Nos
deslumbra ocasionalmente la sensación luminosa de estar por encima de alguien.
Creemos, hipnotizados, que nuestros semejantes no lo son tanto y que, en virtud
de sus sueños, los nuestros se superponen en importancia dando la orden de partida
a nuestro ego.
Somos
pero no somos. Aspiramos a silenciarnos cuanto antes después de hacer el máximo
ruido, uno que nos haga ensombrecer temporalmente el eco de todo un valle que
en realidad nos supera.
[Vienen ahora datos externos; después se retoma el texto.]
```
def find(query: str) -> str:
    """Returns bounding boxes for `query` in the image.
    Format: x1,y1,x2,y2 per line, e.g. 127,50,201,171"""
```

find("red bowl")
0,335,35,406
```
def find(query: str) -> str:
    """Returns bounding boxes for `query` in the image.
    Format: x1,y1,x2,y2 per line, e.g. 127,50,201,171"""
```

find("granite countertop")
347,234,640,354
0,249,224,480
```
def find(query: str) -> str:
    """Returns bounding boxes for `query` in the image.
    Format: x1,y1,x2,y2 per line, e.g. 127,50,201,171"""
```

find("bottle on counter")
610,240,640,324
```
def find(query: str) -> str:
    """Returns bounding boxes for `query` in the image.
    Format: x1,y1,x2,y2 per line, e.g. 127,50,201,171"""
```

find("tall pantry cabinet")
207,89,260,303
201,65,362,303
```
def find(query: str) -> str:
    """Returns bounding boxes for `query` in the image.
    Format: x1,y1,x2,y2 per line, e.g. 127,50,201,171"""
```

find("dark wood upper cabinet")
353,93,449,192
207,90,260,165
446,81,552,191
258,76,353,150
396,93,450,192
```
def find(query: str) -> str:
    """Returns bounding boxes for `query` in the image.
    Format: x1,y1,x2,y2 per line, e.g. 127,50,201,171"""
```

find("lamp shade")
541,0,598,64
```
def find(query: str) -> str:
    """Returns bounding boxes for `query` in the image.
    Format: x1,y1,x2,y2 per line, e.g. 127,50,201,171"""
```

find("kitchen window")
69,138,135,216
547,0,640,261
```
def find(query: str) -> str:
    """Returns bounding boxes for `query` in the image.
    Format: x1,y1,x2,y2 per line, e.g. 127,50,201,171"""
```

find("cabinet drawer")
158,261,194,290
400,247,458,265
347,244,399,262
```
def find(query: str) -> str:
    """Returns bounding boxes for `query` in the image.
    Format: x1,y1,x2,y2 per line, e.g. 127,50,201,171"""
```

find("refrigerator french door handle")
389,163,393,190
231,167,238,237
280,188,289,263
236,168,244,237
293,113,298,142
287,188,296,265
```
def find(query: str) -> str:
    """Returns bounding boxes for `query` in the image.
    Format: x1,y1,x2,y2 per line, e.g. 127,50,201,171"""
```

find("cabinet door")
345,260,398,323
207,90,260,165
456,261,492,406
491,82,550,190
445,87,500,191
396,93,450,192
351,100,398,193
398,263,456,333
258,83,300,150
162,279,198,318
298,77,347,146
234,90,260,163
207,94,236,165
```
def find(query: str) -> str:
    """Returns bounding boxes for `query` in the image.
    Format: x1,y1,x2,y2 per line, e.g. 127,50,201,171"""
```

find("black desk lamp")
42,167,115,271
En esos instantes aspirados, no somos más que ese
fragmento humano entristecido por su pequeñez, e intrigado por su misión en este
mundo de inercias predefinidas que llamamos destino.
Ser
grande es ser pequeño en el maremagno de importancias investidas. Sentirse exclusivo
ante el resto es lícito pero dentro del límite de nuestro pensamiento. El
límite de la expresión lo rige la convicción de que el resto desaparecerá
pronto igual que nosotros mismos. El silencio nos lo recuerda en cada atardecer
al que nos sometemos.
Ser
grande es insuficiente para aquellos que no comprenden el valor de sucumbir, de
estar detrás del colectivo al que empuja con todas sus fuerzas hacia la luz,
solo con el ruido intrascendente de sus pasos.
Lloraremos
a la vejez al no percibir suficiente el trabajo de toda una vida, no sabemos si
por olvido o por desestimar la importancia que tiene el hecho de haber
respirado tanto, y junto a tantos, sin más pretensión que una sonrisa sincera.
Hay
pocas claves que descubrir en este aspecto ya que el tiempo se acelera
progresivamente y nos permite, llegando casi a la meta, vislumbrar más de cerca
lo que hay detrás de ella. La luz se abre paso por sí misma por más que nos
escondamos. Pensarse más que algo es ser, de facto, menos que ello.
Solo
percibir nuestra pequeñez, nuestra insignificancia ante la obra divina, ante un
cielo eterno e infinito, nos puede mostrar la grandeza de nuestra pequeña y
efímera existencia. Vivir sin competir con nada es vivir plenamente nuestra más
pura realidad. Es vivir descubriendo a diario qué hemos sido hasta ahora y qué
podemos ser a partir de este momento. Ese es el instante crucial que el destino
pone delante de nosotros en cada segundo de la vida, en cada intervalo en que
nos obliga a decidir. Esos momentos en los que decimos ¡yo no tengo que decidir porque ya lo sé! es el momento de la
catástrofe personal absoluta, el momento de la sordera voluntaria, el momento
de la máxima confusión ante la realidad. No sabemos y no lo sabremos, pero sí
podemos decidir. Somos porque lo sentimos y eso ya es mucho. Aspirar a más es
desear elevarse ante las gentes tal y como dice el libro.
Qué
gran consejo caminar encima sin que el peso se perciba o delante sin dañar a
nadie. Qué difícil en un mundo de exámenes constantes, de oposiciones para
conseguir el trabajo, de lucha para mejorar en la jerarquía de una empresa que
se bate en duelo permanente con otras.
Quizá
el adepto, más que elevarse sobre los demás, persigue salirse de la partida
mucho antes de que esta termine. El precio que debe pagar por ello es
desaparecer para siempre de la lucha incesante y vislumbrar un horizonte
diferente gobernado por otros vientos menos malhumorados.
La
lucha es una constante que no podemos eludir y el alma del que siente la necesidad
de trascender lleva impresa en su gen fundamental la certeza de que, al final,
la vida es derrotada temporalmente por la muerte. Esa derrota es realmente la
victoria de un espíritu que debe crecer indefinidamente para cumplir esa parte
de la inercia global que le compete. Ese es el momento en el que el tao se
percibe a sí mismo en toda su grandeza dentro de un nosotros que desaparece de
inmediato.
Es
en este fragmento de él que sentimos como individuales cuando comprendemos el
valor de ser y de no ser, de estar pero no saber dónde y por qué, de sentir de
forma aislada un minúsculo eco de una reverberación infinita que viene sonando
desde el principio de los tiempos. En ese instante en el que somos flauta y
sonido, tambor y vibración, trueno y nube, no tiene sentido competir con nada
porque somos plenamente conscientes de que somos todo y nada a la vez. Qué gran
competencia escondida en esta ilusión transitoria.